Glycogen synthase kinase 3β modulates synphilin-1 ubiquitylation and cellular inclusion formation by SIAH -: Implications for proteasomal function and Lewy body formation

alpha-Synuclein is known to play a major role in the pathogenesis of Parkinson disease. We previously identified synphilin-1 as an alpha-synuclein-interacting protein and more recently found that synphilin-1 also interacts with the E3 ubiquitin ligases SIAH-1 and SIAH-2. SIAH proteins ubiquitylate synphilin-1 and promote its degradation through the ubiquitin proteasome system. Inability of the proteasome to degrade synphilin-1 promotes the formation of ubiquitylated inclusion bodies. We now show that synphilin-1 is phosphorylated by GSK3 beta within amino acids 550-659 and that this phosphorylation is significantly decreased by pharmacological inhibition of GSK3 beta and suppression of GSK3 beta expression by small interfering RNA duplex. Mutation analysis showed that Ser(556) is a major GSK3 beta phosphorylation site in synphilin-1. GSK3 beta co-immunoprecipitated with synphilin-1, and protein 14-3-3, an activator of GSK3 beta activity, increased synphilin-1 phosphorylation.

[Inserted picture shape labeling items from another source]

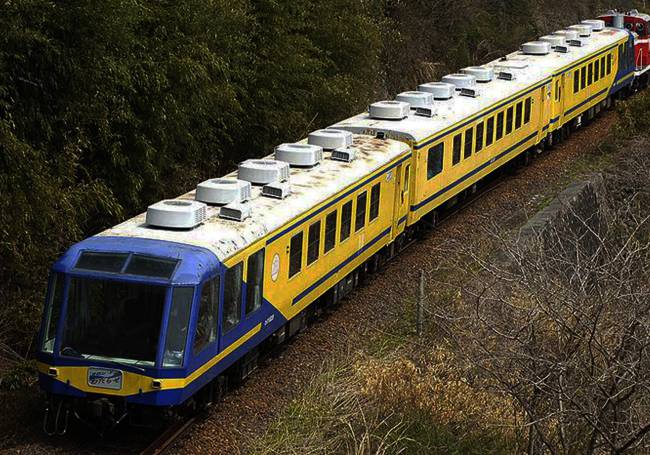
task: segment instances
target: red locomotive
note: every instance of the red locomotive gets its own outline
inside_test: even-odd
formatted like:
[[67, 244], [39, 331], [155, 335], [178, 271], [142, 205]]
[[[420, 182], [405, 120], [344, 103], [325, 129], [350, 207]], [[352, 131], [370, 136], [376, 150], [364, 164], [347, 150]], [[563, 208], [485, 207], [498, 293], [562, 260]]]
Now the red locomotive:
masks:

GSK3 beta decreased the in vitro and in vivo ubiquitylation of synphilin-1 as well as its degradation promoted by SIAH. Pharmacological inhibition and small interfering RNA suppression of GSK3 beta greatly increased ubiquitylation and inclusion body formation by SIAH. Additionally, synphilin-1 S556A mutant, which is less phosphorylated by GSK3 beta, formed more inclusion bodies than wild type synphilin-1. Inhibition of GSK3 beta in primary neuronal cultures decreased the levels of endogenous synphilin-1, indicating that synphilin-1 is a physiologic substrate of GSK3 beta. Using GFPu as a reporter to measure proteasome function in vivo, we found that synphilin-1 S556A is more efficient in inhibiting the proteasome than wild type synphilin-1, raising the possibility that the degree of synphilin-1 phosphorylation may regulate the proteasome function. Activation of GSK3 beta during endoplasmic reticulum stress and the specific phosphorylation of synphilin-1 by GSK3 beta place synphilin-1 as a possible mediator of endoplasmic reticulum stress and proteasomal dysfunction observed in Parkinson disease.